Référendum en Nouvelle Calédonie : le reportage immersif et l’analyse d’Olivier Houdan, historien calédonien

vendredi 2 novembre 2018 - 09H57

Faute de consensus des forces politiques locales sur une solution négociée (comme ce fut le cas en 1991 dans le sillage de la “solution consensuelle” émise par Jacques Lafleur et en 1997-1998 dans le sillon tracé par l’Union Calédonienne et le FLNKS), l’Etat a imposé avec l’accord tacite des indépendantistes et des non-indépendantistes, l’organisation d’une consultation référendaire.

 

Lors de son voyage en Nouvelle-Calédonie au mois de décembre 2017, Edouard Philippe avait déjà évoqué le recours à une consultation des populations directement concernées avant que cette dernière ne soit validée en mars 2018, après un comité des signataires d’une exceptionnelle longueur. En effet, après plus de dix heures de discussions passionnées, le savoir-faire du premier ministre, l’ancien Maire du Havre et ancien lobbyiste du groupe nucléaire Areva, l’emportait dans sa capacité à rapprocher des visions diamétralement opposées. Ce que certains dénommèrent sur le moment “l’Accord de Cassini” avait trouvé une réponse à la formulation de la question désormais célèbre : “Voulez-vous que la Nouvelle-Calédonie accède à la pleine souveraineté et devienne indépendante?”

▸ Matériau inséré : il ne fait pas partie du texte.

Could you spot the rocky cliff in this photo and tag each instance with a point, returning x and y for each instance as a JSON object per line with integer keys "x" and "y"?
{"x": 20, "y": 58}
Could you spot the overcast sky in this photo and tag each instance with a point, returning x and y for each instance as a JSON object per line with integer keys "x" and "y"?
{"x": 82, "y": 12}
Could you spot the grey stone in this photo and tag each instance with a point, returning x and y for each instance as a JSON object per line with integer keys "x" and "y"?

Une fois la question fixée et la date connue, les différents groupes représentés au sein du Congrès de la Nouvelle-Calédonie, l’Assemblée délibérante locale, composée de 54 conseillers de la Nouvelle-Calédonie dont 29 élus non-indépendantistes et 25 élus indépendantistes, tous se préparent pour le grand rendez-vous, considéré comme historique, en mobilisant leurs militants respectifs pour informer et sensibiliser une population déjà largement consciente des enjeux présents et à venir.

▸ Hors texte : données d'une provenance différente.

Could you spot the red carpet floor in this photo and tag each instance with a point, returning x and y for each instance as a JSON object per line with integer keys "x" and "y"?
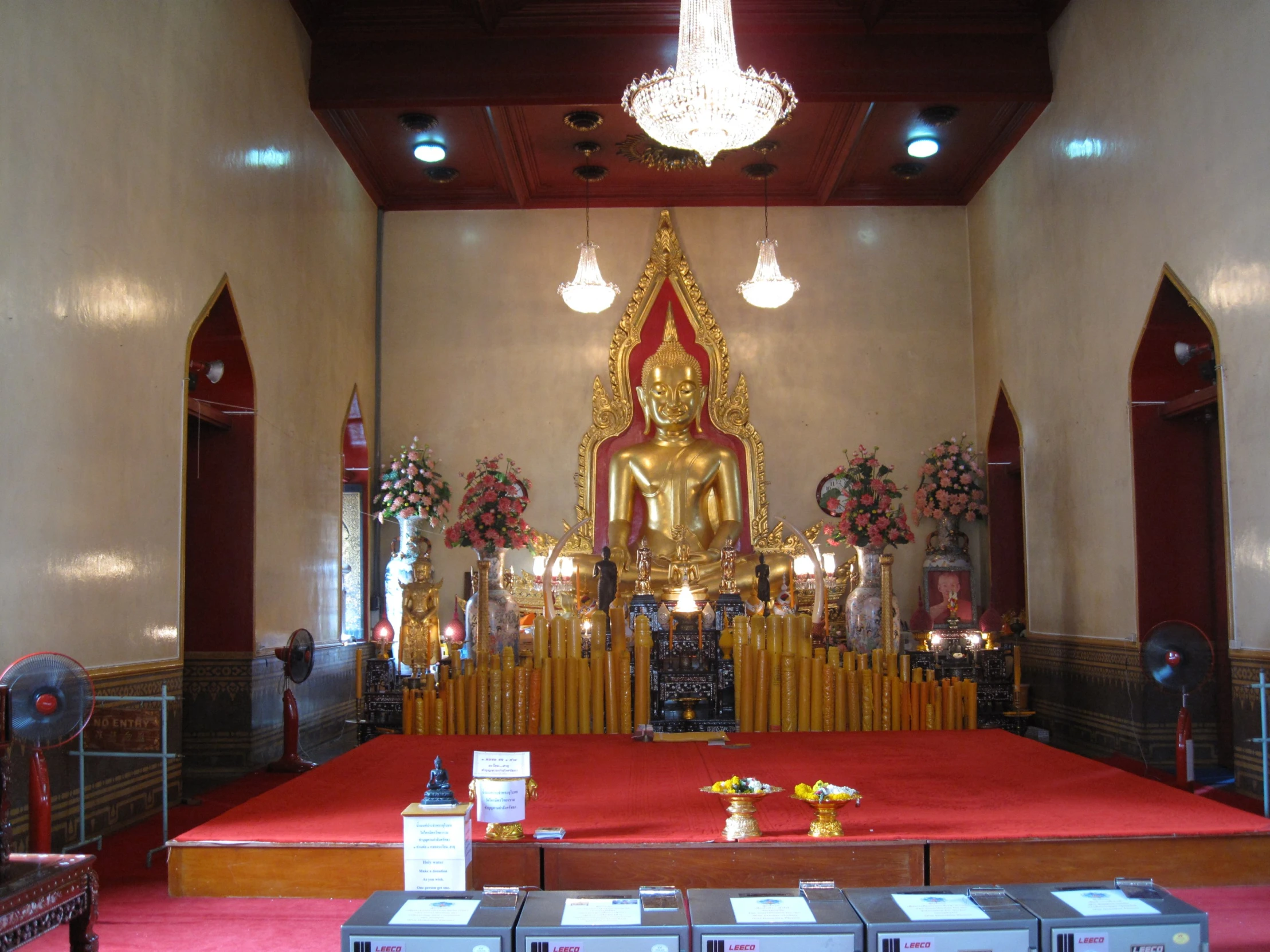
{"x": 948, "y": 786}
{"x": 139, "y": 915}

La perspective de la consultation référendaire a entraîné partout dans l’archipel une intense propagande électorale qui a débuté bien avant l’ouverture officielle du créneau légal, fixé au lundi 22 octobre dernier.

 

« Affichons nos couleurs »

Depuis plusieurs mois, dans chaque camp, l’imagination est au pouvoir pour mobiliser et rallier le plus grand nombre d’électeurs à sa cause. Outre les traditionnels supports papiers, des tracts thématiques ont fait leur apparition soit pour rappeler les hauts faits de la lutte plus que quarantenaire des indépendantistes pour l’émancipation ou encore pour projeter l’électeur dans l’organisation et le fonctionnement du futur Etat.

Côté non-indépendantiste, on rappelle ce que la Nouvelle-Calédonie doit à la France en terme de progrès social et économique, de transferts publics annuels de l’Etat (1,3 milliard d’euros dont 65% en salaires et pensions), de garanties de l’exercice et de respect de l’Etat de droit ou d’indispensable neutralité de la Justice en comparant souvent avec le Vanuatu voisin devenu indépendant en 1980. Argument fallacieux pour les indépendantistes qui ont tôt fait de mettre en balance “la situation de ce pays au moment de son indépendance absolument incomparable avec celle de la Nouvelle-Calédonie en 2018”.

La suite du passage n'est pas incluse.